[PATCH 1/3] x86/membarrier: Get rid of a dubious optimization

From: Andy Lutomirski
Date: Mon Nov 30 2020 - 12:51:28 EST


sync_core_before_usermode() had an incorrect optimization. If we're
in an IRQ, we can get to usermode without IRET -- we just have to
schedule to a different task in the same mm and do SYSRET.
Fortunately, there were no callers of sync_core_before_usermode()
that could have had in_irq() or in_nmi() equal to true, because it's
only ever called from the scheduler.

While we're at it, clarify a related comment.

Signed-off-by: Andy Lutomirski <luto@xxxxxxxxxx>
---
arch/x86/include/asm/sync_core.h | 9 +++++----
arch/x86/mm/tlb.c | 6 ++++--
2 files changed, 9 insertions(+), 6 deletions(-)

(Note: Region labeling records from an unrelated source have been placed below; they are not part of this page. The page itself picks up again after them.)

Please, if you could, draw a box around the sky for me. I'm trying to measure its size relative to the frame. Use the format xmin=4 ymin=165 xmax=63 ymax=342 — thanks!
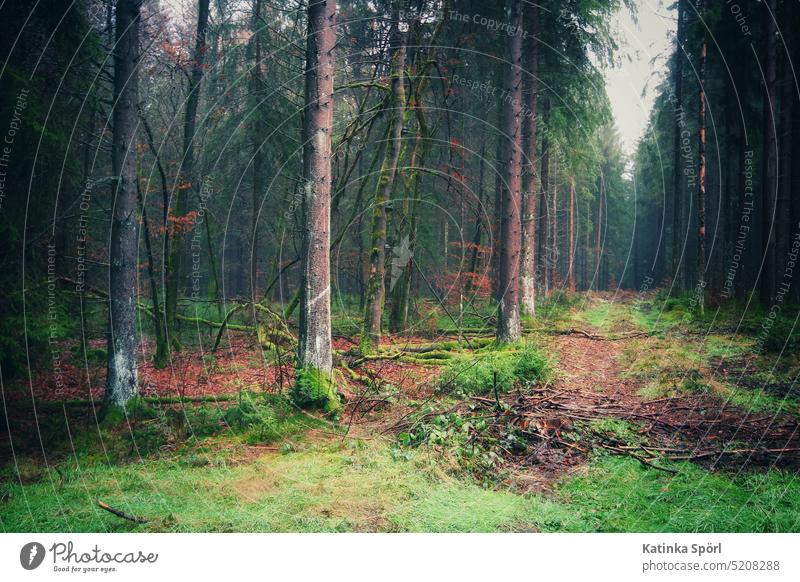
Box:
xmin=605 ymin=0 xmax=676 ymax=154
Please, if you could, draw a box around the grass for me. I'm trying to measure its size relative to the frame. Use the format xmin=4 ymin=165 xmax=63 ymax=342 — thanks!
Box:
xmin=558 ymin=457 xmax=800 ymax=532
xmin=0 ymin=428 xmax=800 ymax=532
xmin=0 ymin=297 xmax=800 ymax=532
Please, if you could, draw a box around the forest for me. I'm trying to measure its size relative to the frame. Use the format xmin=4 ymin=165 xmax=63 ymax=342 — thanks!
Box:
xmin=0 ymin=0 xmax=800 ymax=532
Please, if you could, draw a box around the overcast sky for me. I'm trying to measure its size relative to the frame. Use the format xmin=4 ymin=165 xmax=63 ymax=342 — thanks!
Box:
xmin=606 ymin=0 xmax=676 ymax=154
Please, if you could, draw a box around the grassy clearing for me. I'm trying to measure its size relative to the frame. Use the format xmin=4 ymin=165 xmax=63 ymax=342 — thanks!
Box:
xmin=0 ymin=428 xmax=800 ymax=532
xmin=558 ymin=457 xmax=800 ymax=532
xmin=6 ymin=297 xmax=800 ymax=532
xmin=0 ymin=441 xmax=579 ymax=532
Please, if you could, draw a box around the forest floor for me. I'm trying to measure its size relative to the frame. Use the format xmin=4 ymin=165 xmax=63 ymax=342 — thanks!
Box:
xmin=0 ymin=293 xmax=800 ymax=531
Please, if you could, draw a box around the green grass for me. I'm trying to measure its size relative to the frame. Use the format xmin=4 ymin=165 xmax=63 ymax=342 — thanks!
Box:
xmin=0 ymin=437 xmax=800 ymax=532
xmin=558 ymin=457 xmax=800 ymax=532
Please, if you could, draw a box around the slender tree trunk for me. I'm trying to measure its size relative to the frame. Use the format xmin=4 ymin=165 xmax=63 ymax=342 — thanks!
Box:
xmin=548 ymin=156 xmax=560 ymax=289
xmin=250 ymin=0 xmax=266 ymax=302
xmin=672 ymin=0 xmax=686 ymax=289
xmin=567 ymin=178 xmax=575 ymax=293
xmin=297 ymin=0 xmax=339 ymax=410
xmin=136 ymin=179 xmax=169 ymax=369
xmin=520 ymin=4 xmax=539 ymax=316
xmin=106 ymin=0 xmax=140 ymax=406
xmin=164 ymin=0 xmax=209 ymax=349
xmin=775 ymin=2 xmax=797 ymax=297
xmin=536 ymin=99 xmax=550 ymax=295
xmin=497 ymin=0 xmax=522 ymax=342
xmin=361 ymin=9 xmax=406 ymax=353
xmin=696 ymin=14 xmax=708 ymax=312
xmin=761 ymin=0 xmax=778 ymax=303
xmin=492 ymin=67 xmax=506 ymax=304
xmin=592 ymin=174 xmax=606 ymax=291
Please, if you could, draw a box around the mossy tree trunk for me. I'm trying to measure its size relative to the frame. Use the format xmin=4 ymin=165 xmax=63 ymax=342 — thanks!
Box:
xmin=296 ymin=0 xmax=338 ymax=410
xmin=497 ymin=0 xmax=522 ymax=342
xmin=106 ymin=0 xmax=140 ymax=406
xmin=164 ymin=0 xmax=209 ymax=349
xmin=520 ymin=4 xmax=539 ymax=316
xmin=361 ymin=9 xmax=406 ymax=353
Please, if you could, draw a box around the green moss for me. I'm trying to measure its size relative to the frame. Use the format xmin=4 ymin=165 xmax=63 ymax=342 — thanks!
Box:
xmin=439 ymin=344 xmax=550 ymax=394
xmin=291 ymin=368 xmax=342 ymax=412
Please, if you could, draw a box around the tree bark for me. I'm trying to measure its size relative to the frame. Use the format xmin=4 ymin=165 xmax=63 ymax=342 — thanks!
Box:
xmin=775 ymin=2 xmax=797 ymax=306
xmin=536 ymin=99 xmax=550 ymax=295
xmin=672 ymin=0 xmax=686 ymax=289
xmin=250 ymin=0 xmax=266 ymax=303
xmin=696 ymin=8 xmax=708 ymax=312
xmin=592 ymin=174 xmax=606 ymax=291
xmin=520 ymin=4 xmax=539 ymax=316
xmin=567 ymin=178 xmax=575 ymax=292
xmin=106 ymin=0 xmax=140 ymax=406
xmin=297 ymin=0 xmax=338 ymax=409
xmin=164 ymin=0 xmax=209 ymax=349
xmin=497 ymin=0 xmax=522 ymax=342
xmin=361 ymin=9 xmax=406 ymax=353
xmin=761 ymin=0 xmax=778 ymax=303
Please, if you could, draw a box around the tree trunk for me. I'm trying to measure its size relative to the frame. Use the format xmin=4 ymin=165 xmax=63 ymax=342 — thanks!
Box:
xmin=520 ymin=4 xmax=539 ymax=316
xmin=696 ymin=10 xmax=708 ymax=313
xmin=106 ymin=0 xmax=140 ymax=406
xmin=497 ymin=0 xmax=522 ymax=342
xmin=547 ymin=156 xmax=560 ymax=289
xmin=592 ymin=174 xmax=606 ymax=291
xmin=164 ymin=0 xmax=209 ymax=349
xmin=536 ymin=99 xmax=550 ymax=295
xmin=567 ymin=178 xmax=575 ymax=293
xmin=672 ymin=0 xmax=685 ymax=289
xmin=297 ymin=0 xmax=339 ymax=410
xmin=250 ymin=0 xmax=267 ymax=304
xmin=361 ymin=9 xmax=406 ymax=353
xmin=761 ymin=0 xmax=778 ymax=303
xmin=775 ymin=2 xmax=797 ymax=297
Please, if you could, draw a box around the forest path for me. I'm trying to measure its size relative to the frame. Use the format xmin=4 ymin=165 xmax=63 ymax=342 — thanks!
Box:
xmin=540 ymin=295 xmax=800 ymax=476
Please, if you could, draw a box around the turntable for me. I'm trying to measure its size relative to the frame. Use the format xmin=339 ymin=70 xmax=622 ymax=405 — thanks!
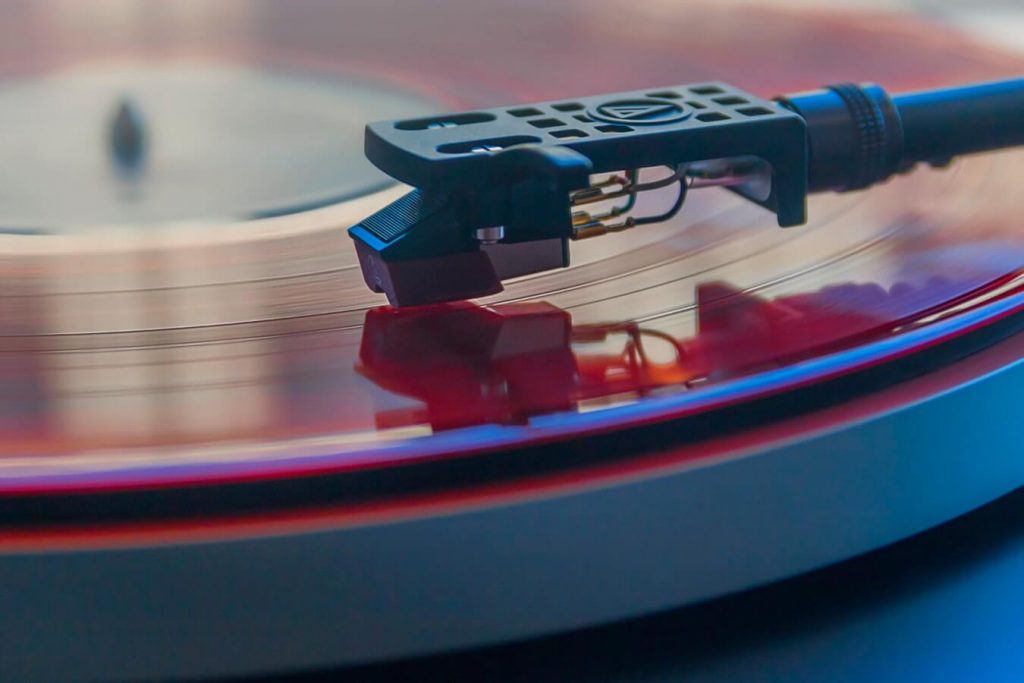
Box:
xmin=0 ymin=0 xmax=1024 ymax=681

diff --git a/arch/x86/include/asm/sync_core.h b/arch/x86/include/asm/sync_core.h
index 0fd4a9dfb29c..ab7382f92aff 100644
--- a/arch/x86/include/asm/sync_core.h
+++ b/arch/x86/include/asm/sync_core.h
@@ -98,12 +98,13 @@ static inline void sync_core_before_usermode(void)
/* With PTI, we unconditionally serialize before running user code. */
if (static_cpu_has(X86_FEATURE_PTI))
return;
+
/*
- * Return from interrupt and NMI is done through iret, which is core
- * serializing.
+ * Even if we're in an interrupt, we might reschedule before returning,
+ * in which case we could switch to a different thread in the same mm
+ * and return using SYSRET or SYSEXIT. Instead of trying to keep
+ * track of our need to sync the core, just sync right away.
*/
- if (in_irq() || in_nmi())
- return;
sync_core();
}

diff --git a/arch/x86/mm/tlb.c b/arch/x86/mm/tlb.c
index 11666ba19b62..dabe683ab076 100644
--- a/arch/x86/mm/tlb.c
+++ b/arch/x86/mm/tlb.c
@@ -474,8 +474,10 @@ void switch_mm_irqs_off(struct mm_struct *prev, struct mm_struct *next,
/*
* The membarrier system call requires a full memory barrier and
* core serialization before returning to user-space, after
- * storing to rq->curr. Writing to CR3 provides that full
- * memory barrier and core serializing instruction.
+ * storing to rq->curr, when changing mm. This is because membarrier()
+ * sends IPIs to all CPUs that are in the target mm, but another
+ * CPU switch to the target mm in the mean time. Writing to CR3
+ * provides that full memory barrier and core serializing instruction.
*/
if (real_prev == next) {
VM_WARN_ON(this_cpu_read(cpu_tlbstate.ctxs[prev_asid].ctx_id) !=
--
2.28.0